18-year-old Kelly is a high-school student in Nebraska who recently became the 2016 National Champion of Microsoft Excel in Orlando at the 15th annual Microsoft Office Specialist U.S. National Championship. Far beyond the spelling bees and debating competitions that are often a part of early academic life, Kelly and his rivals were given a number of challenging spreadsheet problems to solve, and he aced them.
It’s actually worth reading ‘This Teen Knows More About Excel Than You Do About Anything,’ on the online publication The Ringer in its entirety, but the following exchange really stood out:
Q: A wise colleague recently told me: “Don’t let anyone know you’re good at PowerPoint or you’ll be forced to make them for everyone for the rest of your life.” Are you at all worried about that for Excel?
A: I don’t know. I’m not too worried. Excel isn’t the only thing I’m good at. I really don’t want to be tied into a job where all I do is enter stuff into Excel, but if I’m trying to figure something out or see what’s happening, I wouldn’t be opposed to whipping up a quick spreadsheet.

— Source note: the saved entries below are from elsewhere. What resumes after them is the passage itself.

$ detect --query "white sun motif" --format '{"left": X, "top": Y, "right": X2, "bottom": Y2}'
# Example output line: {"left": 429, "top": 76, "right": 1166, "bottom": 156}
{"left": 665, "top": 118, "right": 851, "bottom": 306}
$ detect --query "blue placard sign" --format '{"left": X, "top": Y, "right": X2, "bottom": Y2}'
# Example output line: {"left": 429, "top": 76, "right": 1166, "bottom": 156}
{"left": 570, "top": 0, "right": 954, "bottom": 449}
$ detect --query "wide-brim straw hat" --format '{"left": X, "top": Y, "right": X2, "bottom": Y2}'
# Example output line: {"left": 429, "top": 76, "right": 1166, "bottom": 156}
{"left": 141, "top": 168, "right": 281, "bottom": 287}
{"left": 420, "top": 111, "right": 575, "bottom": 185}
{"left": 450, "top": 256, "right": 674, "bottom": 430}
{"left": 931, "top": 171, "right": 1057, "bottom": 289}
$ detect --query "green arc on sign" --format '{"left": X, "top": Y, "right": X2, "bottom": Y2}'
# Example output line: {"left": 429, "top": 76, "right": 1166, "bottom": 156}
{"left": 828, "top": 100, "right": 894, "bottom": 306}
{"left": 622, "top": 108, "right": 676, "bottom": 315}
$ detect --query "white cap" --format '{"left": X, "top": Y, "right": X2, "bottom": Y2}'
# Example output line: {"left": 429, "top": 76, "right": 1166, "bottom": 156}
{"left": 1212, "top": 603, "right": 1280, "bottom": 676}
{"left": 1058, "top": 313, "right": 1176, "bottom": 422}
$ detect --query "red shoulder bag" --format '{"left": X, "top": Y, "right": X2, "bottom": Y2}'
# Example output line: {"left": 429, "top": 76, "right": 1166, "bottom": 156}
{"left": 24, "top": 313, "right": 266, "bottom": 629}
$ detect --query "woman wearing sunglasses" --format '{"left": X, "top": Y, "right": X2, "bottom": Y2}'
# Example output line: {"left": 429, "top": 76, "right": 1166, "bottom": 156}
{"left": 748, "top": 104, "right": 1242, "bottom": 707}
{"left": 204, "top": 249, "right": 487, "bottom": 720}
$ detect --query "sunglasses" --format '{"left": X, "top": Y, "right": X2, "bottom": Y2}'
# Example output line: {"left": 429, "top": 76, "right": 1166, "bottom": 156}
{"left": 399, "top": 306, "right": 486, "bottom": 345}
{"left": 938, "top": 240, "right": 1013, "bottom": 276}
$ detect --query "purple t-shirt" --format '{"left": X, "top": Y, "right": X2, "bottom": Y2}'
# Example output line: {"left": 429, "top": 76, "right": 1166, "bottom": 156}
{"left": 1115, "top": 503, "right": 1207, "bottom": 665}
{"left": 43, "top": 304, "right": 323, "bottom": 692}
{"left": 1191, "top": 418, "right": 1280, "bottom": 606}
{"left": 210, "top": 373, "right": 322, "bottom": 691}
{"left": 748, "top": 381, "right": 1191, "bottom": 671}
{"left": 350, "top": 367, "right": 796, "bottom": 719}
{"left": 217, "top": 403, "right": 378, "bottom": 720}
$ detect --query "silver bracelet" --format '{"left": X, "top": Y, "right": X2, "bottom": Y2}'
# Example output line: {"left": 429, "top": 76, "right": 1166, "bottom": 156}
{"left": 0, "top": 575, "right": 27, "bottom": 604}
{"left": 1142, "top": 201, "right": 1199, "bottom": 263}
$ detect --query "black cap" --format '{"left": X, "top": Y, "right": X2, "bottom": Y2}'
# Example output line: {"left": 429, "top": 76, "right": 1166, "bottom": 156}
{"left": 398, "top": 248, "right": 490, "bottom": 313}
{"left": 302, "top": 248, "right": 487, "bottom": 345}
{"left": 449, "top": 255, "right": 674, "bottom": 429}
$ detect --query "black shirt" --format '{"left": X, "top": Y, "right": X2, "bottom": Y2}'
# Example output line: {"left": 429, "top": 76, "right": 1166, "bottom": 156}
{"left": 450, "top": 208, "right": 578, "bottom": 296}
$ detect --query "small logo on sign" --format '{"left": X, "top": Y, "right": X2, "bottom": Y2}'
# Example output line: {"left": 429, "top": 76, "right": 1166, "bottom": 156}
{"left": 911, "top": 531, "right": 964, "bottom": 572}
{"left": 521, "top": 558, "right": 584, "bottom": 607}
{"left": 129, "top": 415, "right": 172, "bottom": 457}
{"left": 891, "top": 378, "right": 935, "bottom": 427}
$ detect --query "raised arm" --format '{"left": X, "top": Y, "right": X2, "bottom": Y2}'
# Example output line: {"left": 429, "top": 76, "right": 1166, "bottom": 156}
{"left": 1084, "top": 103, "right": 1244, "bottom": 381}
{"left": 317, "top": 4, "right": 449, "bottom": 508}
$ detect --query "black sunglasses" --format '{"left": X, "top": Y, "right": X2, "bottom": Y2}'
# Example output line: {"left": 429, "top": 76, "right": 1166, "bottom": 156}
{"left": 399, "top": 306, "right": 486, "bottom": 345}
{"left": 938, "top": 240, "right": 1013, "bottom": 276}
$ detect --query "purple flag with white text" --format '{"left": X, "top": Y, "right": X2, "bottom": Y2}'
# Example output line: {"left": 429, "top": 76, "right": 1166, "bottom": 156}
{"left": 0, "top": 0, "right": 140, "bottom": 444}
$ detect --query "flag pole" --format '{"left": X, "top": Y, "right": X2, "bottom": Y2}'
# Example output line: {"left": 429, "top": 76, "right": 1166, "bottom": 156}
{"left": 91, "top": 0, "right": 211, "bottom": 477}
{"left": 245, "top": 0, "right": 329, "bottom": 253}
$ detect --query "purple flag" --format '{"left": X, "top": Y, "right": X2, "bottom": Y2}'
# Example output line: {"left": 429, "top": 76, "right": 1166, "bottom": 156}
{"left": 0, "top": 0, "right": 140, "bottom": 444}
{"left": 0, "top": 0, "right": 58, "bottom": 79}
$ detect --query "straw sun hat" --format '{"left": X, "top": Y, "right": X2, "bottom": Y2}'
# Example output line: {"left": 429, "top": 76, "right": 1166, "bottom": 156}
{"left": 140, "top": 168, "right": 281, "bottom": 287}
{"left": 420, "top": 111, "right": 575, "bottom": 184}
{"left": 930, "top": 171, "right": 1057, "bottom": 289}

That’s no problem.
This is an interesting variation on a common theme you see in finance department circles, where Excel is sometimes presented as antiquated or something that CFOs and their teams should leave behind. Kelly’s response is a perfect example of not only why Excel is so compelling, but what the best and the brightest do with it: solve complex problems.
For a sense of what an obsession with Excel looks like slightly later in life, check out this profile of Monica Williams on Geekwire. Williams is the CFO of Avvo, an online legal service directory firm, and she has no problem with wearing her love for a certain spreadsheet program with pride. (ie., when asked about her favourite app: “Excel, of course. Excel makes me happy.”).
It was when she was asked about where she gets her best ideas, however, that the secrets of her success emerged:
From talking with people. I love working in a collaborative setting and getting different perspectives. There’s always something I didn’t think of and that we can build on.
Michael Kelly and Monica Williams may be at very different stages of their careers, but they share some really important traits: an open mind, a desire to be helpful and a bias towards using tools they trust to help people. Just more proof that those who love Excel . . . well, tend to excel.